Biden's meeting with the leaders of Germany, France, and Britain — known as the E3 — came after a recent meeting between Iran’s top negotiator and the EU deputy foreign policy chief in Brussels on the resumption of sanctions-removal talks in Vienna.
U.S. national security adviser Jake Sullivan said the meeting with Germany’s Angela Merkel, France’s Emmanuel Macron, and Britain’s Boris Johnson would feature the leaders “all singing from the same song sheet on this issue.”
He called it a “study in contrast with the previous administration since Iran was one of the areas of most profound divergence between the previous administration and the Europeans.”
Washington re-introduced the sanctions against Iran in 2018, after leaving the Joint Comprehensive Plan of Action (JCPOA), a historic nuclear agreement that had lifted the inhumane economic bans in return for some voluntary restrictions on Iran’s nuclear energy program.

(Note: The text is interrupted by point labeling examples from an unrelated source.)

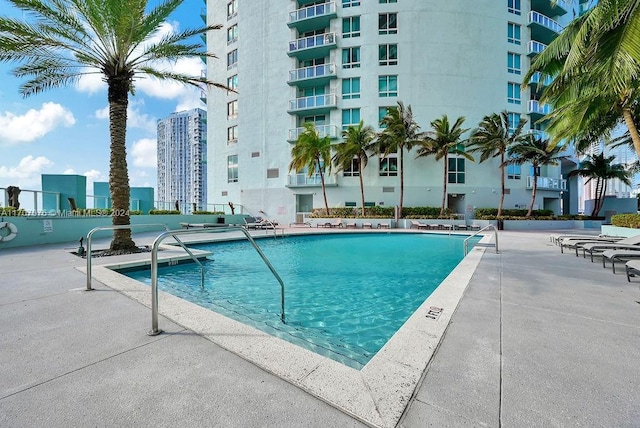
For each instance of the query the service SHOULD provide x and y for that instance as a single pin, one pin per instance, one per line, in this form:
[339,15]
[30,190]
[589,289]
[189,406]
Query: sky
[66,130]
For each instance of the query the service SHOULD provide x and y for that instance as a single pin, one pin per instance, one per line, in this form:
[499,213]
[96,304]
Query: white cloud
[34,124]
[144,153]
[26,173]
[135,118]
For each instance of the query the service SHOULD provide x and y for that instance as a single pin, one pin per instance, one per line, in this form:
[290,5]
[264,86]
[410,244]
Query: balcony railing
[534,48]
[313,11]
[313,72]
[548,183]
[545,21]
[312,41]
[313,102]
[330,131]
[536,107]
[302,180]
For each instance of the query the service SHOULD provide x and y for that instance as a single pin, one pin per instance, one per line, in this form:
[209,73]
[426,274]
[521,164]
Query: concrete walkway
[539,339]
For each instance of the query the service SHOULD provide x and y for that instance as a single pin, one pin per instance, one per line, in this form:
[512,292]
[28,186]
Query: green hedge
[626,220]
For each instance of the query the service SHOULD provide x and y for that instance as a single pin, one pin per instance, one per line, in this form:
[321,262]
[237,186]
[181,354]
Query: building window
[513,33]
[514,121]
[513,93]
[232,109]
[388,54]
[382,113]
[351,27]
[232,82]
[232,9]
[351,88]
[232,59]
[232,34]
[388,86]
[513,6]
[389,166]
[350,117]
[232,169]
[513,63]
[514,172]
[353,170]
[351,57]
[232,134]
[388,23]
[456,171]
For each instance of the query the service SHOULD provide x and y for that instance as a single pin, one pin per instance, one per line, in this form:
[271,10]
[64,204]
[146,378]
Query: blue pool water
[346,294]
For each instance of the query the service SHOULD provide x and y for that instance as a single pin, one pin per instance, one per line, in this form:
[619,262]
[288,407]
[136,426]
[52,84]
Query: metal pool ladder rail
[154,268]
[131,226]
[489,226]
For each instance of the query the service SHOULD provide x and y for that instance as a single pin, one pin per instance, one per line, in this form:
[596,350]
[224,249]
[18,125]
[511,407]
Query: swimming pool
[346,295]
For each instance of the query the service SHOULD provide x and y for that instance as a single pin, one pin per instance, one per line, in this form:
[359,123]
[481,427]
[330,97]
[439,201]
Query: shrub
[626,220]
[163,212]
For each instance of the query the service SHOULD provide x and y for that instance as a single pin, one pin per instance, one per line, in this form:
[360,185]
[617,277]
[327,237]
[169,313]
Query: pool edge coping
[378,394]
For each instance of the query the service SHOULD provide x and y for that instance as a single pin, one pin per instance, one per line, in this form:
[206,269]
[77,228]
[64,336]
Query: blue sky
[66,131]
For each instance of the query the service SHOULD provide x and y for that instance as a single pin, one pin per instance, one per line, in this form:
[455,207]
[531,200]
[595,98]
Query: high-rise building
[334,63]
[182,161]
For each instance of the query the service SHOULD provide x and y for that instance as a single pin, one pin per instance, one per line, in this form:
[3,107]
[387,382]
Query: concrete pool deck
[539,339]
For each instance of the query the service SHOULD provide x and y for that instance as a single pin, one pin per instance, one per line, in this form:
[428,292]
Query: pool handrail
[154,268]
[130,226]
[466,241]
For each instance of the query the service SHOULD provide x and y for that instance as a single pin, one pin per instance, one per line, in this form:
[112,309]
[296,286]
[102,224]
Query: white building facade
[182,161]
[335,63]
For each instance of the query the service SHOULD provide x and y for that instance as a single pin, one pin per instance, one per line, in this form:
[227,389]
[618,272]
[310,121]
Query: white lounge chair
[598,247]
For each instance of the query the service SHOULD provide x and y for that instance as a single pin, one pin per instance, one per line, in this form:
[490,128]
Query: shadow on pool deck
[538,339]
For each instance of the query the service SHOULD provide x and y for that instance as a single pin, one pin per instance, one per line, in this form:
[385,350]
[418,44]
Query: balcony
[543,28]
[547,7]
[303,180]
[316,104]
[537,110]
[534,48]
[312,17]
[548,183]
[330,131]
[317,75]
[313,46]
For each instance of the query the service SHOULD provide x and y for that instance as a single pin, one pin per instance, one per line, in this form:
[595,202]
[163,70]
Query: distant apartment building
[334,63]
[182,161]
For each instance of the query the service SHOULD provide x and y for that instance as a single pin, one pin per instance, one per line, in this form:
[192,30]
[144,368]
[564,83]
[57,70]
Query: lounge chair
[576,243]
[417,225]
[632,267]
[336,223]
[619,256]
[598,247]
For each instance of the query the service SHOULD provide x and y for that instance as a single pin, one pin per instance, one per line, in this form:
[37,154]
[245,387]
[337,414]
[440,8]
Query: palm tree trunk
[401,180]
[633,130]
[534,189]
[501,183]
[444,185]
[361,188]
[324,193]
[118,172]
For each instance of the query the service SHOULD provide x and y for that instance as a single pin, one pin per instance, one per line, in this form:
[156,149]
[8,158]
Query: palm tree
[314,153]
[595,63]
[443,140]
[537,152]
[67,39]
[358,143]
[400,132]
[492,138]
[601,169]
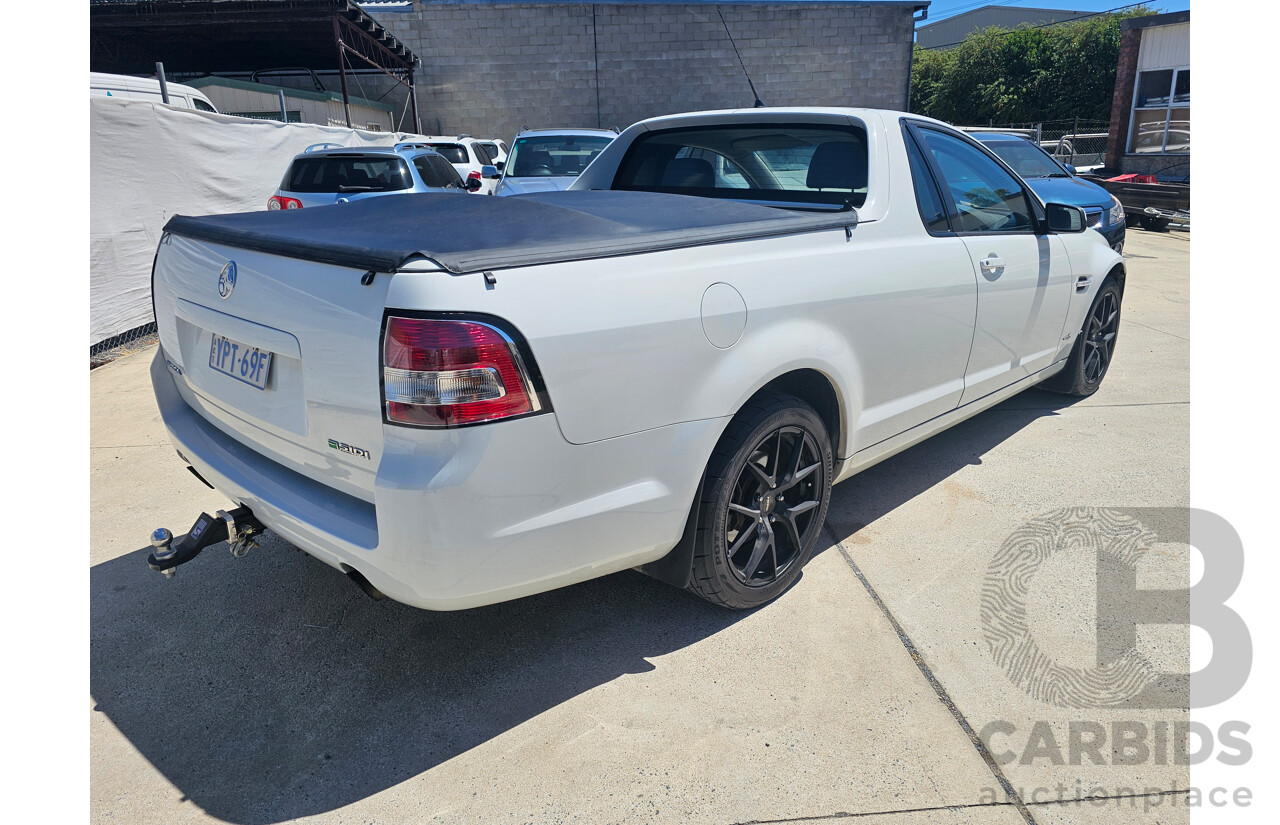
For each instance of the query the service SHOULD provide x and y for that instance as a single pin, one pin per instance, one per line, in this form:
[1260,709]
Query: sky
[942,9]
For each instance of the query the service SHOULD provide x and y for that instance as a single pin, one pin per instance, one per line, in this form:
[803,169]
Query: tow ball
[238,527]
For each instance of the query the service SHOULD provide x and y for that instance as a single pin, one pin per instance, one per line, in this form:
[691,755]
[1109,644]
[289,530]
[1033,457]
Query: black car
[1056,183]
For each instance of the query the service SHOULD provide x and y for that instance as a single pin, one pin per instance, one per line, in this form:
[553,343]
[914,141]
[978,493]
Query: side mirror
[1065,219]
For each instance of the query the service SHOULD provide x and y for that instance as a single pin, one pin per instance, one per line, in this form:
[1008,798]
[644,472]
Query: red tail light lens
[451,372]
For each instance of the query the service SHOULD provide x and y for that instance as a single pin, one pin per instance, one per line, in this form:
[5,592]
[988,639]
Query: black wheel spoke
[763,540]
[799,476]
[796,454]
[777,459]
[789,525]
[743,537]
[804,507]
[763,477]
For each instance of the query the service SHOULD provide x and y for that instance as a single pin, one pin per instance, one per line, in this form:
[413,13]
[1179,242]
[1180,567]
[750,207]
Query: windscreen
[437,172]
[1027,160]
[792,164]
[553,155]
[347,173]
[453,152]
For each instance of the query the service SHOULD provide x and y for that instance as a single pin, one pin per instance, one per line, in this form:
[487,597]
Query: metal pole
[412,96]
[342,70]
[164,85]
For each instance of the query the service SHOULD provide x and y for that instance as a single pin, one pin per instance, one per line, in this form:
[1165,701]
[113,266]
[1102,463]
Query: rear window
[792,164]
[453,152]
[437,172]
[347,173]
[553,155]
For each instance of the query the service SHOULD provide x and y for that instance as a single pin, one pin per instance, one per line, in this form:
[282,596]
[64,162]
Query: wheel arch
[810,385]
[1118,273]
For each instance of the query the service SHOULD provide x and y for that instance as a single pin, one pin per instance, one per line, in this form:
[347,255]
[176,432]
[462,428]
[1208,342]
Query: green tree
[1024,74]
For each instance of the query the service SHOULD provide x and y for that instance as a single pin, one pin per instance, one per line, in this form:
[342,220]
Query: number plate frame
[247,365]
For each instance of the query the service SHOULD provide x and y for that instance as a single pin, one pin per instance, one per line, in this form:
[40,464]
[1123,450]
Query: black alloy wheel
[1095,347]
[764,502]
[771,513]
[1100,335]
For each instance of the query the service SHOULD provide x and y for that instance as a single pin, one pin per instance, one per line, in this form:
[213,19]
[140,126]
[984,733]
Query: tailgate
[316,406]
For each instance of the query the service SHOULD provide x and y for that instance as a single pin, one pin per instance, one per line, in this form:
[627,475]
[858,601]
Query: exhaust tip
[364,583]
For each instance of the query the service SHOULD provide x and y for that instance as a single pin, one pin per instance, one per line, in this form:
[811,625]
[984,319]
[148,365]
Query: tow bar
[237,527]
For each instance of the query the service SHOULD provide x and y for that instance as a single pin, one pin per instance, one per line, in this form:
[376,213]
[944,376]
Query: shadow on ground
[269,688]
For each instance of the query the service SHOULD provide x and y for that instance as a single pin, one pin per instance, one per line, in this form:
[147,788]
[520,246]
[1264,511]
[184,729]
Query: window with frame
[805,165]
[927,197]
[437,172]
[1161,113]
[984,196]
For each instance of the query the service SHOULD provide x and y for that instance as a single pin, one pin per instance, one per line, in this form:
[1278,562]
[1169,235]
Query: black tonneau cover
[471,233]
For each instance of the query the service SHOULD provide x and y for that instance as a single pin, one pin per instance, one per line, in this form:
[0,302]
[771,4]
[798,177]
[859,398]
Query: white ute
[465,400]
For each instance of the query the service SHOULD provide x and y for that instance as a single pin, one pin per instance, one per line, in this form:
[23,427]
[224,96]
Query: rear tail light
[446,372]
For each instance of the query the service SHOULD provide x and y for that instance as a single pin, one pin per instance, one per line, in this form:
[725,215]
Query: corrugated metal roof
[289,91]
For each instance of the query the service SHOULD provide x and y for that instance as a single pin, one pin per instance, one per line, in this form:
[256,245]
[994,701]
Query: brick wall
[1121,100]
[490,69]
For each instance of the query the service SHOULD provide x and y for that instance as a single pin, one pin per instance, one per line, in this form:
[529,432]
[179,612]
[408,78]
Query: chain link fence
[1075,141]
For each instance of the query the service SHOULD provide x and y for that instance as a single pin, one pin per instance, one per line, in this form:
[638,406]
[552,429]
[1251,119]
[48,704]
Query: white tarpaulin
[150,161]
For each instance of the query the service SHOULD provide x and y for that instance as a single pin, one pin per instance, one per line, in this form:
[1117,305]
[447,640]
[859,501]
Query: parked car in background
[458,402]
[470,157]
[547,160]
[1057,183]
[146,88]
[328,174]
[497,151]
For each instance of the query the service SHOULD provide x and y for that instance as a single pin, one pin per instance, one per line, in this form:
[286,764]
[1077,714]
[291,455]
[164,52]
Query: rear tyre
[764,500]
[1095,347]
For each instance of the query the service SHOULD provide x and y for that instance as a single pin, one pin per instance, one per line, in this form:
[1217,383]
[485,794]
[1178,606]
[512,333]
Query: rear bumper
[469,517]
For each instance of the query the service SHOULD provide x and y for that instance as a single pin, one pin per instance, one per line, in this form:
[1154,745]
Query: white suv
[469,157]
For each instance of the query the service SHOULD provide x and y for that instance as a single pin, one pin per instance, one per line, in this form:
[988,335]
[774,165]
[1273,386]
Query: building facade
[492,68]
[1151,111]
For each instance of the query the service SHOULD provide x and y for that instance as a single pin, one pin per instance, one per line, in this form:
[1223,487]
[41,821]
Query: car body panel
[512,183]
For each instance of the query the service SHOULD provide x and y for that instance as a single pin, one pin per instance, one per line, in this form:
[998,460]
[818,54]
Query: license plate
[240,361]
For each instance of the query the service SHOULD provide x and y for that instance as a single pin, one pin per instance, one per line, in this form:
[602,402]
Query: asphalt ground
[892,684]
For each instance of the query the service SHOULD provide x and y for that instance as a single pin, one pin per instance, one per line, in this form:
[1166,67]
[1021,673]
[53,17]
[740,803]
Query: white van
[146,88]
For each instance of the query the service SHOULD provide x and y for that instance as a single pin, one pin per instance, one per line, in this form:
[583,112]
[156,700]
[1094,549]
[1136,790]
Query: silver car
[328,173]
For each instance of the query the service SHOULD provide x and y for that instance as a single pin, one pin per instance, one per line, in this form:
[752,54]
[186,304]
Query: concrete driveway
[268,688]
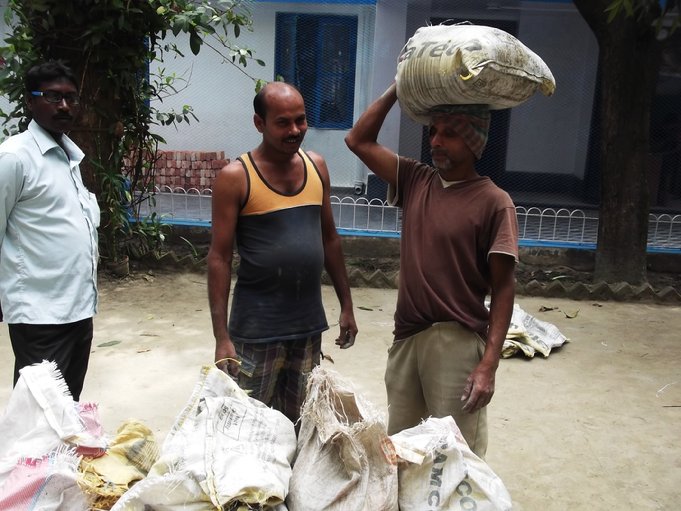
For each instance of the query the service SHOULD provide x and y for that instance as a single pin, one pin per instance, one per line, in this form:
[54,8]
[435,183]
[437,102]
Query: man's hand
[479,389]
[225,357]
[348,331]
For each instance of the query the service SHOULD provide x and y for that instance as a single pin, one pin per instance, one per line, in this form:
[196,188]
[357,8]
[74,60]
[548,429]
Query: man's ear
[259,123]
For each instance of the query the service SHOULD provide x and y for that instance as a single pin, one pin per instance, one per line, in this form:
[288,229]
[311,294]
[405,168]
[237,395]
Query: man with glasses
[48,232]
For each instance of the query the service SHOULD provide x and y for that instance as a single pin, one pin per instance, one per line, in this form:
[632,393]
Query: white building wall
[222,96]
[549,134]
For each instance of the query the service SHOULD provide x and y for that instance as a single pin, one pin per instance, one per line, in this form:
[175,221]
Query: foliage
[644,10]
[110,45]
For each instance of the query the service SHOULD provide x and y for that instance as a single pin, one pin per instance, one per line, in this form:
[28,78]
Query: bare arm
[363,138]
[334,261]
[480,385]
[228,190]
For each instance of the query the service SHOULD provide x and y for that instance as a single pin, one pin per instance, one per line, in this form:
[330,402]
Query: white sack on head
[467,64]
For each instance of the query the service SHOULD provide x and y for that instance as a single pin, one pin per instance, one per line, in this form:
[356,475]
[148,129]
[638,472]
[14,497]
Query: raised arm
[363,138]
[228,190]
[334,262]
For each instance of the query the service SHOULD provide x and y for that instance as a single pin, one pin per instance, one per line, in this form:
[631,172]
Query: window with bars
[316,53]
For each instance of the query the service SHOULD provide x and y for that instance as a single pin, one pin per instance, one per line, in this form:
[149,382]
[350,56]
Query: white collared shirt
[48,231]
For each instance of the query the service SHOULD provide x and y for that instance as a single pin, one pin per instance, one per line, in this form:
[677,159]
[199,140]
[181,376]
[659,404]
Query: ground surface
[593,426]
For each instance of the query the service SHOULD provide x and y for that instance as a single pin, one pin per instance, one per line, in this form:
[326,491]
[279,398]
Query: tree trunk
[628,64]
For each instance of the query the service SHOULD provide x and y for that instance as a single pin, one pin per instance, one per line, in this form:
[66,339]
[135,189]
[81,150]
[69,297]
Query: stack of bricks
[188,169]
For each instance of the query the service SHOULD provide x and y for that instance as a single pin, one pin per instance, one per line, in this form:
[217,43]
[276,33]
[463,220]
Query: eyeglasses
[52,96]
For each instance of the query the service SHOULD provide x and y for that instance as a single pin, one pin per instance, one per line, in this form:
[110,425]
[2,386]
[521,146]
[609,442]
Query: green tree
[110,45]
[631,35]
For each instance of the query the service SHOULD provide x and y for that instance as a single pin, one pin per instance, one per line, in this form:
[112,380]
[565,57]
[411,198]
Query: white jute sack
[438,471]
[467,64]
[345,459]
[224,450]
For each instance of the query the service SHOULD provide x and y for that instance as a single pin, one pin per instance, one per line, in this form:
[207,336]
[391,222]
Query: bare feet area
[593,426]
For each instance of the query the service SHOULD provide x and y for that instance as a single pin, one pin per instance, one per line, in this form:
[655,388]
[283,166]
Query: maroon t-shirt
[447,236]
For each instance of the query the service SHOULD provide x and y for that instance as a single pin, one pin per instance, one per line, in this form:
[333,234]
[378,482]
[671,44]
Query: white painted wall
[550,134]
[222,96]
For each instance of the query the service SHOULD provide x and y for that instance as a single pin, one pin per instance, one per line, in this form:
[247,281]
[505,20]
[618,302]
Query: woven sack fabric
[467,64]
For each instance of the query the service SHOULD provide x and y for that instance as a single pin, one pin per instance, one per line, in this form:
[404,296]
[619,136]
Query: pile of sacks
[228,451]
[467,64]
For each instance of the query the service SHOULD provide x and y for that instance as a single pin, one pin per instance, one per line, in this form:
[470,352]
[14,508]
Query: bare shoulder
[230,180]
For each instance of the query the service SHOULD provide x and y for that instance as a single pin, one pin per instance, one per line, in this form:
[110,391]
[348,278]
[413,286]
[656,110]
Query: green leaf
[195,42]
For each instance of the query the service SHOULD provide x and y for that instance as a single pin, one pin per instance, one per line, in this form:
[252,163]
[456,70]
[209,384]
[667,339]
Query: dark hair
[47,72]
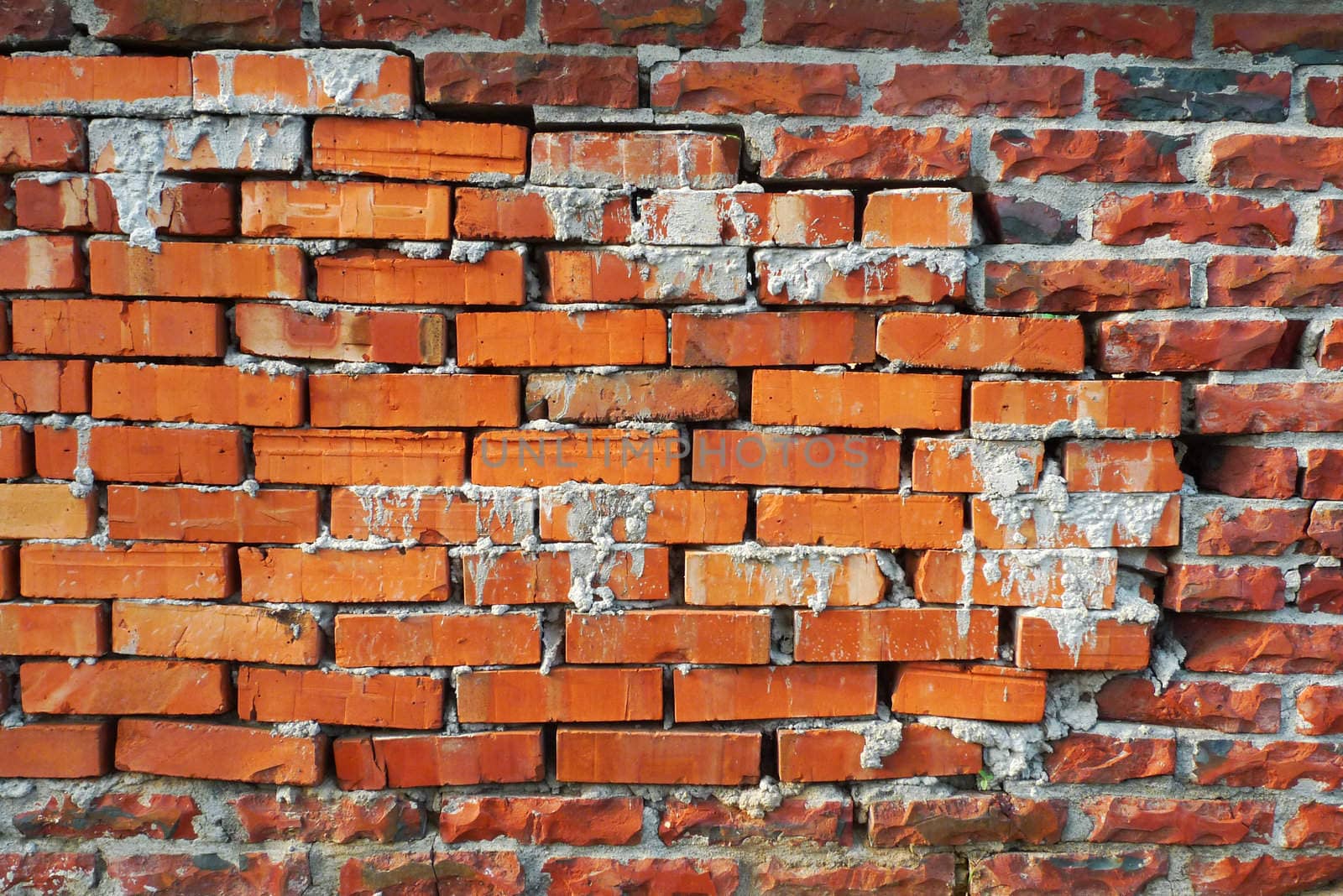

Following a year of strategic patience, Iran resorted to its legal rights stipulated in Article 26 of the JCPOA, which grants a party the right to suspend its contractual commitments in case of non-compliance by other signatories, and let go of some of the restrictions imposed on its peaceful nuclear program.
Iran and the remaining parties to the JCPOA have held six rounds of talks in Austria’s capital, Vienna, since April, which began after the administration of US President Joe Biden voiced willingness to rejoin the agreement. The talks were, however, put on hold in the run-up to Iran’s presidential election in June so that the Islamic Republic could go through a period of government transition.
A source familiar with the top Iranian nuclear negotiator told Press TV on Wednesday that Iran has officially announced readiness for talks with the three European signatories to the JCPOA – France, Britain, and Germany – in Tehran or in the trio’s respective capitals, contrary to claims by certain US media.